Daniele Martini, Il Fatto Quotidiano 12/3/2013, 12 marzo 2013
A RISCHIO AFFARI PER 3 MILIARDI
Dalla Piaggio alla Fiat, dall’Eni alla Merloni elettrodomestici, dal gruppo Luxottica degli occhiali alla Perfetti, quelli delle caramelle e dei chewing gum, dalla Chicco dei prodotti per i bambini alla Zegna degli abiti e dei tessuti, sarà più difficile da oggi, è facile immaginarlo, la vita per tutte le circa 400 aziende italiane presenti in India. E non solo per la Fin-meccanica, che nel grande paese asiatico si era già compromessa la reputazione per via della brutta storia dei 12 elicotteri Agusta con tangenti incorporate. Un affare da oltre 500 milioni, di fatto saltato per l’irritazione del governo indiano.
PERCHÉ se è vero che gli affari sono affari, è anche vero che è impresa assai ardua mantenerli su binari rodati quando a guastarli sopraggiungono fatti destabilizzanti. E questo dei marò italiani sottratti alla giustizia indiana è proprio uno di quegli sgarbi internazionali da manuale, gravidi di conseguenze imprevedibili e potenzialmente sgradevoli, capaci di raffreddare rapporti a prova di bomba. La presenza italiana in India è ormai un dato storico, costruita in oltre mezzo secolo di relazioni cordiali, corroborata da circa 3 miliardi di euro di esportazioni e 4 di importazioni (dati Ice relativi ai primi 10 mesi del 2012). Fiat e Piaggio sono le antesignane della presenza italiana in quel mondo e vogliono dire soprattutto motorizzazione di massa a buon mercato, con prodotti affidabili, a cominciare dalla Vespa e dai suoi derivati, tipo Ape e simili.
DA QUEL primo nucleo è partito un fiume di iniziative commerciali e industriali che si estrinsecano in imprese sussidiarie possedute dalla casa madre italiana, joint ventures, uffici di rappresentanza, società di diritto indiano fondate da italiani. Le nostre imprese in India si addensano intorno ai poli di Delhi-Gurgaon-Noida e di Mumbai-Pune; altri due poli importanti si trovano a Chennai e Bangalore, mentre meno importante è quello di Calcutta nello stato del Bengala occidentale. Le società apripista sono ancora molto presenti nell’economia indiana. La Fiat auto ha intrecciato una joint venture con il colosso indiano del magnate Tata. La Piaggio continua a produrre veicoli a tre ruote nello stabilimento di Pune e ha inaugurato da poco una nuova fabbrica a Baramati per la Vespa. La Magneti Marelli (componenti auto) ha stabilimenti a Pune e New Dehli e avviato sei joint venture con altrettanti partner indiani.
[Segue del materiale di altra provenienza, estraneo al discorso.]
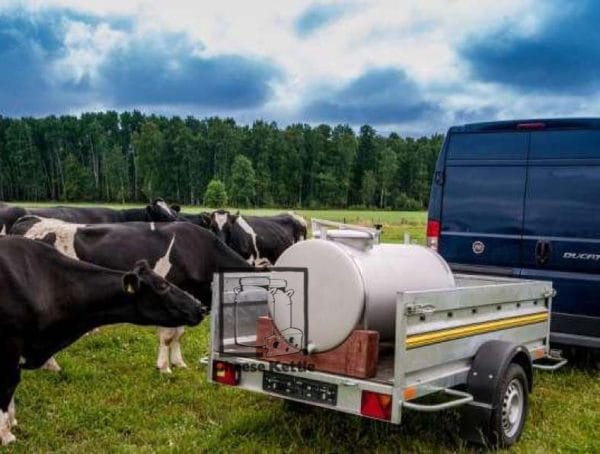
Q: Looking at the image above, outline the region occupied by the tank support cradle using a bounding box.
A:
[257,316,379,378]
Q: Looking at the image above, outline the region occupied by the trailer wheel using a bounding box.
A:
[487,363,529,448]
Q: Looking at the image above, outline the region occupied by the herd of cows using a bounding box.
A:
[0,199,307,445]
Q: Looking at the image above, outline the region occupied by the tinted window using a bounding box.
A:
[448,132,528,160]
[442,166,525,235]
[529,130,600,159]
[524,165,600,238]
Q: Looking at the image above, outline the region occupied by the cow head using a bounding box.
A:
[146,199,180,222]
[123,260,206,328]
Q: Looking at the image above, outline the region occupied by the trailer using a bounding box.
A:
[208,221,566,447]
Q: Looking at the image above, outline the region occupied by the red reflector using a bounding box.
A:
[213,360,240,386]
[427,219,442,251]
[517,122,546,129]
[360,391,392,421]
[427,219,441,236]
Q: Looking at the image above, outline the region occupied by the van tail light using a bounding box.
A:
[427,219,442,251]
[517,121,546,130]
[360,391,392,421]
[213,360,241,386]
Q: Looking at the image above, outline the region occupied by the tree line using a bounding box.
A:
[0,111,443,210]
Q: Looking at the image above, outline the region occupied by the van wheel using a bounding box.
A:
[488,363,529,448]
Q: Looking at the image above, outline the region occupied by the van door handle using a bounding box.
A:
[535,240,552,265]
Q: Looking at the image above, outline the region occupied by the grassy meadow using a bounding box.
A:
[0,205,600,453]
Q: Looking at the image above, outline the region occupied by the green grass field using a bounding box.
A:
[0,205,600,453]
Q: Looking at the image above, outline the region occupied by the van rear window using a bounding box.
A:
[529,130,600,159]
[447,132,528,160]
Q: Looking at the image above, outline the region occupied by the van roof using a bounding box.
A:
[448,118,600,133]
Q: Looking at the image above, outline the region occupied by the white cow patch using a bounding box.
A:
[156,200,171,216]
[24,216,85,372]
[215,213,229,230]
[154,235,187,374]
[288,211,308,229]
[156,326,187,374]
[24,217,85,260]
[154,235,175,279]
[237,216,260,262]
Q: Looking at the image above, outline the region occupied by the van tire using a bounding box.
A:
[487,363,529,448]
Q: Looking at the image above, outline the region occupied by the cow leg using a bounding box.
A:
[170,326,187,368]
[8,395,18,427]
[0,340,21,446]
[41,356,61,372]
[156,328,173,374]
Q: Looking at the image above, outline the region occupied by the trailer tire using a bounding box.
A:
[487,363,529,448]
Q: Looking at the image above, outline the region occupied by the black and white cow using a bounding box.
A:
[0,199,179,235]
[10,216,250,373]
[210,210,306,266]
[0,237,205,445]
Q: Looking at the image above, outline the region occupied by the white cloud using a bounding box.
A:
[0,0,590,132]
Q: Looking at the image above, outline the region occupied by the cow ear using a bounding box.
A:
[133,259,152,275]
[123,271,140,295]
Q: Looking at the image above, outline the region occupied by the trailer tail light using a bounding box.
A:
[213,360,241,386]
[360,391,392,421]
[427,219,442,251]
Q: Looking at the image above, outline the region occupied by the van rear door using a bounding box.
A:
[522,129,600,346]
[439,131,529,275]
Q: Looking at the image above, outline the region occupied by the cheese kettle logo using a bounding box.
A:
[472,241,485,255]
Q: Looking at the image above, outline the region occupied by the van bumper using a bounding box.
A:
[550,312,600,348]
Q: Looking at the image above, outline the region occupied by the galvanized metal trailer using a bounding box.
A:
[208,222,566,447]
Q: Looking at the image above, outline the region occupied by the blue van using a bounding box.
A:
[427,118,600,348]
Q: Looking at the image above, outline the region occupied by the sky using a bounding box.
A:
[0,0,600,136]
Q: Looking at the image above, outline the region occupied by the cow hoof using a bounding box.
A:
[42,358,62,372]
[0,432,17,446]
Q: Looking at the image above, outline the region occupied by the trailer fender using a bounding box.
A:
[461,340,533,443]
[467,340,533,403]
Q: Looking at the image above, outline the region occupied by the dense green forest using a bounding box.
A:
[0,111,443,209]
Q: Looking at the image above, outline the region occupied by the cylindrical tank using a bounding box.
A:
[272,240,455,352]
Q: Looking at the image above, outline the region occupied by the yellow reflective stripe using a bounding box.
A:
[406,312,549,350]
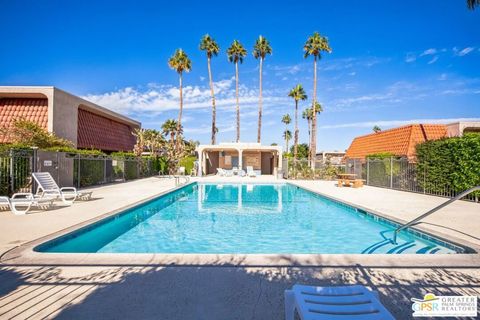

Nel settore degli alimenti, la Perfetti ha conquistato addirittura il 40 per cento del mercato indiano, la Lavazza ha comprato la catena di coffee shop Barista e aperto di recente uno stabilimento per la tostatura del caffè a Porur-Chennai. La Ferrero ha 1.500 dipendenti a Pune mentre Bauli ha una fabbrica nel Bengala occidentale. L’Eni è attiva nell’ambito dell’esplorazione, Chicco sta aprendo negozi in tutta l’India, Luxottica ha uno stabilimento in Rajasthan. Merloni è diventato il maggior produttore indiano di scaldabagni elettrici e in India produce anche articoli sanitari con il marchio Ariston e piccoli elettrodomestici Racold, esportati nel mondo. Molte le imprese italiane che stavano cominciando ad entrare nel mercato indiano o avevano in animo di allargarsi. A cominciare da Zegna, che aveva programmato di aprire entro il 2015 punti vendita in sei o sette città indiane. Per proseguire con società delle costruzioni e delle infrastrutture come Astaldi, Impregilo, Ferrovie, Autostrade. Che fine faranno i loro piani dopo il voltafaccia sui marò?